I’ll say it again: Capaldi is not at fault here. He’s doing his best. But the Doctor is irritating and inconsistent and mean. This episode contained the “reveal” about why Capaldi chose the face he did (basically the show retconning the fact that the actor had already appeared in season four episode the Fires of Pompeii), and the revelation fell flat with an audible thud. So, he chose that face because he wants to save people? I mean, I…I know that. That isn’t a revelation. That’s what he does every single week. I’ve seen a lot of people touting this as a defining moment for this Doctor, but is it, really?

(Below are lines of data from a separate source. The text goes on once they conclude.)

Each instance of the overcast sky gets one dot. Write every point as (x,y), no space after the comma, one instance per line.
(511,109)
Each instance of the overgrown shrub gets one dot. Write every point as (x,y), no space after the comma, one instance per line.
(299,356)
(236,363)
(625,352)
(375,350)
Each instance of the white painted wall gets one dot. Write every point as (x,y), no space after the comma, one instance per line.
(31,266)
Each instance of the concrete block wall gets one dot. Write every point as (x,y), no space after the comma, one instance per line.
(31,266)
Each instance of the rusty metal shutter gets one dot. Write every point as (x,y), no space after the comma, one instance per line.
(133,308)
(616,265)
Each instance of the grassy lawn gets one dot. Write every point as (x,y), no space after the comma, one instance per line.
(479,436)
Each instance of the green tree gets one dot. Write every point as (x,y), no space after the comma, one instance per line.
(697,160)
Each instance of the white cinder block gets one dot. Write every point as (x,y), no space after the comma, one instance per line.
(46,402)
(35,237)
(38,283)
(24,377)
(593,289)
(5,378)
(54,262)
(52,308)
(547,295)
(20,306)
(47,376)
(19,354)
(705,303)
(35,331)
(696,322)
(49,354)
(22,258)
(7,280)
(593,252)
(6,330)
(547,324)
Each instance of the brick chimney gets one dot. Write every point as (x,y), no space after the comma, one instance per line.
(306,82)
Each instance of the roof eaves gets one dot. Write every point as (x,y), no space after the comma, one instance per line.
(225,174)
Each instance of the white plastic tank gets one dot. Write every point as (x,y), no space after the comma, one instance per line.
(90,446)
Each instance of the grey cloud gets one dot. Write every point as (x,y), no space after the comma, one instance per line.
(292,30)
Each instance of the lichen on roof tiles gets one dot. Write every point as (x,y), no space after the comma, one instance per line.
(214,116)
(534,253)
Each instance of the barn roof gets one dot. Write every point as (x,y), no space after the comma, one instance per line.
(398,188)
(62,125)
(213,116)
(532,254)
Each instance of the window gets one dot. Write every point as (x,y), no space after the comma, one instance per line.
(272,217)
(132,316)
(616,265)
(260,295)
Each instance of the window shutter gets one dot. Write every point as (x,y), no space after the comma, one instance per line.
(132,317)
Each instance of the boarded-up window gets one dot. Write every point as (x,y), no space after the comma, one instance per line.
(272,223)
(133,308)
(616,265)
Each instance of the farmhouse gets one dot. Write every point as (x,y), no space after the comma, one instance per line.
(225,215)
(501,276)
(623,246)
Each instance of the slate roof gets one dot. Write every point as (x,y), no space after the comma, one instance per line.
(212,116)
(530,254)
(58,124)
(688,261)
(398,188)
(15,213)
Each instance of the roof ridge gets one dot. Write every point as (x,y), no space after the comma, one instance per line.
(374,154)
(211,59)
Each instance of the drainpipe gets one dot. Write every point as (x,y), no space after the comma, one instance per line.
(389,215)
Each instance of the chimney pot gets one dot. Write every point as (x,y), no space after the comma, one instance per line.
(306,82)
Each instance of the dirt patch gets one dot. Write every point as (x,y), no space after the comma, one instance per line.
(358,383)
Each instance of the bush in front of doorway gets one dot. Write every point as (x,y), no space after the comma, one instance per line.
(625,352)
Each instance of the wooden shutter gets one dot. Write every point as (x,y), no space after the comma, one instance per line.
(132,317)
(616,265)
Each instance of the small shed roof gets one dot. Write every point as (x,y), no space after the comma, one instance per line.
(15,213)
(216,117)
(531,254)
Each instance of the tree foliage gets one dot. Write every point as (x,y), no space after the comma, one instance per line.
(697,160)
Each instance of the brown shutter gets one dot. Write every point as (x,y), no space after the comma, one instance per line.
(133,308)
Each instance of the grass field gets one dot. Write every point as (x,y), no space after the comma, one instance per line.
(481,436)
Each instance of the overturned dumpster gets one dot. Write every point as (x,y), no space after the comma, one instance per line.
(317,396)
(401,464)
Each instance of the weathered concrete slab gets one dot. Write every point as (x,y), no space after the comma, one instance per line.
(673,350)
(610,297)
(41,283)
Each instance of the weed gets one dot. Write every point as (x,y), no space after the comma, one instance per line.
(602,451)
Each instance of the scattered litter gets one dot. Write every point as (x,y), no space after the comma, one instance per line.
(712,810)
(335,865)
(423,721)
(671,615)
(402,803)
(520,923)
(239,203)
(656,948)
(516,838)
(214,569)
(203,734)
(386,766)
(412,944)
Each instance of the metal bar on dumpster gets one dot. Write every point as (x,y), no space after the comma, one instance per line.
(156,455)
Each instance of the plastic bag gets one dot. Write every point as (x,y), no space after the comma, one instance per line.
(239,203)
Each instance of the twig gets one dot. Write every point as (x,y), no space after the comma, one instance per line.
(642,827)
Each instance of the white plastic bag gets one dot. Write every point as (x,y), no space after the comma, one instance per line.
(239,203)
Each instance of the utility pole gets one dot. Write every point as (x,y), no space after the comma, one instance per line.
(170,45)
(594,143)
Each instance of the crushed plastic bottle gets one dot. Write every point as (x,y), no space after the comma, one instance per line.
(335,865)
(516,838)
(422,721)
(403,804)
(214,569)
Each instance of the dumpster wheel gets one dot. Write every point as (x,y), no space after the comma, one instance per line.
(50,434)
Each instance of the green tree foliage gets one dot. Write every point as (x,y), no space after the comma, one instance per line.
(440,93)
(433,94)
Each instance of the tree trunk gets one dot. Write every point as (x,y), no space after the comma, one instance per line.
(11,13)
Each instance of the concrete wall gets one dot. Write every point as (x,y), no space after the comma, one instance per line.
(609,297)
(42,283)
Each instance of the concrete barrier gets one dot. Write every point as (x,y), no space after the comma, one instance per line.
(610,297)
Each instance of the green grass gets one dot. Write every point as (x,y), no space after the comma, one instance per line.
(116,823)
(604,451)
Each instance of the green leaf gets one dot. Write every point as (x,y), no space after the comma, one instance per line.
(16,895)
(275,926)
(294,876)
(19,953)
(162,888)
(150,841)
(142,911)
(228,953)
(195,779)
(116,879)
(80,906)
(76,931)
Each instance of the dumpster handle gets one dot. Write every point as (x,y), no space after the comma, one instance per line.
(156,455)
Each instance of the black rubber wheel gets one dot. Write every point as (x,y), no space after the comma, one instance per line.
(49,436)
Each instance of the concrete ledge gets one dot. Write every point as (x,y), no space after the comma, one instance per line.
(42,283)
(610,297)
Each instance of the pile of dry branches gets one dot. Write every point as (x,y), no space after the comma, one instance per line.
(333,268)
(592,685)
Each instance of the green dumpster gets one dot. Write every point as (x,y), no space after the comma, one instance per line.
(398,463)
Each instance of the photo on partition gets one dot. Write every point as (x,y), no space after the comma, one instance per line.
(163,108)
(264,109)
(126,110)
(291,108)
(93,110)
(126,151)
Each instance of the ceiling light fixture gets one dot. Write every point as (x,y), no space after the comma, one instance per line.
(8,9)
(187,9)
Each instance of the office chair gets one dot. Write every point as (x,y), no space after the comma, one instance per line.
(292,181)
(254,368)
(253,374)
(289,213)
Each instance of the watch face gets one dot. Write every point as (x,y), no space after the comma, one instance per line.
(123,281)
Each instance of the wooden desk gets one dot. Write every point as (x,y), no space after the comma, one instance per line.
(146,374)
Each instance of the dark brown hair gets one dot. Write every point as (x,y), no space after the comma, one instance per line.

The less said about Clara, the better, in an episode where she exuded almost nuclear levels of smug. Again, Jenna Coleman is not at fault here, but Christ, considering that they re-write the character every episode to fill whatever plot-hole they’ve created for themselves, it’s no wonder that I can’t get a hold on who Clara’s character actually is.

Really getting the most out of those spacesuits, aren’t they?

Then, there was the rest of the episode to contend with: the terrible jokes, the baby giving a monologue (was I supposed to be howling with laughter through that entire speech? I assume not, but fuck me, it was HILARIOUS), the scrappy, half-baked story, the thundering lack of emotional stakes…I really didn’t think that the show would ever outdo (under-do?) last season’s Kill the Moon. But this might have done it.

Kill the Moon was at least ostentatiously terrible, in a way that meant I could sort of see what people liked about it. But this…despite reading a bunch of adulatory reviews and scrolling through the worshipful Twitter feed, I still cannot find one thing that didn’t annoy me about this episode. I’d make a case for this being the worst episode of Moffat’s run by quite a stretch, which is a shame because Under the Lake/Before the Flood were actually pretty decent in retrospect and season nine looked to be shaping up as a stronger entry than the last year.

But this is unforgivable-it would be one thing if it were this awful in a sort of low-budget, rollicking fun way, but the thing that really put the nail in coffin of The Girl Who Died (puns are my FAVOURITE) was how fucking self-satisfied it all seemed. Smug, even. And that infuriated me the most. Well, that, and the knowledge that we’ve got a whole other episode to go yet.

And you think you can dangle Tennant and Donna in front of us and expect it not to make the episode worse by comparison? I’ll have you yet, Moffat.